I agree, that's really strange to advise to disable JavaScript since so many websites use that.
But what the author of the article is right about is that MS could do more to strengthen windows security than they actually did. the new components they introduce do almost nothing to protect the system, I mean what's the use in that security center - another set of annoying reminders? If I dont' switch the reminders off, for example, when virus definitions are out of date I get 3(!) notifications: from the sec. center, norton antivirus and zonalarm:) I don't care about IE enhancements, because it's been months since I launched IE last time. and every sane internet surfer already has a third party firewall instaled and won't be satisfied with the bundled windows firewall.

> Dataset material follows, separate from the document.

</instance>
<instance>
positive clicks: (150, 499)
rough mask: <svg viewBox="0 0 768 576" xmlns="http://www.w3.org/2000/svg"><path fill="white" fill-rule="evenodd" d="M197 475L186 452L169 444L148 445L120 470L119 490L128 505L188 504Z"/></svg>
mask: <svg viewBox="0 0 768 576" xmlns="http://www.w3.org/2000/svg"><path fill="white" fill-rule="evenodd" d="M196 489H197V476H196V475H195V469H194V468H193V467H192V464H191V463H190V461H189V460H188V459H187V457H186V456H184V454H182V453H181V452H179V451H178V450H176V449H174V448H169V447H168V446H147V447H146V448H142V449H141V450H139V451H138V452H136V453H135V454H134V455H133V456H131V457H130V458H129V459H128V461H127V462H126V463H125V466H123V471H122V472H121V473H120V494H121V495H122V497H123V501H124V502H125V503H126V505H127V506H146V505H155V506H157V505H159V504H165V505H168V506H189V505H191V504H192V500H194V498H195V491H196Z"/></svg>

I just hope there are many not-so-obvious useful fixes in SP2:)

I found out something else the Security Center does last night. Windows Update released a couple of service packs for the .NET framework stuff. Since I use a couple of .NET apps, I installed the updates. They wanted a reboot, but I was busy, so I hit Reboot Later. Security Center noticed that, appearantly, and started popping up a "You need to Reboot" message about once every 15 minutes. Hit the "Reboot Later" and it goes away, only to come up again 15 minutes later. Annoying as hell, that is. I may disable the Security Center entirely because of it.

Yes, I see the reasoning, however getting in the users face like that does not make them comply, it makes them figure out how to disable the warning messages. Not a good approach to take if you want true security. If they'd instead figured out a way to install updates so I didn't have to reboot, then I'd say they did something worthwhile.

I disagree. It surely won't guarantee compliance from everyone, but will make users think about it and I believe most average users would reboot instead of finding ways to disable the warnings.

To me disabling the warnings does not seem like a wise decision, even for the experienced user. I think that the extra-work caused by a reboot is worthy when compared to a possible hack or worm infection.

No offense, it's just my personal opinion.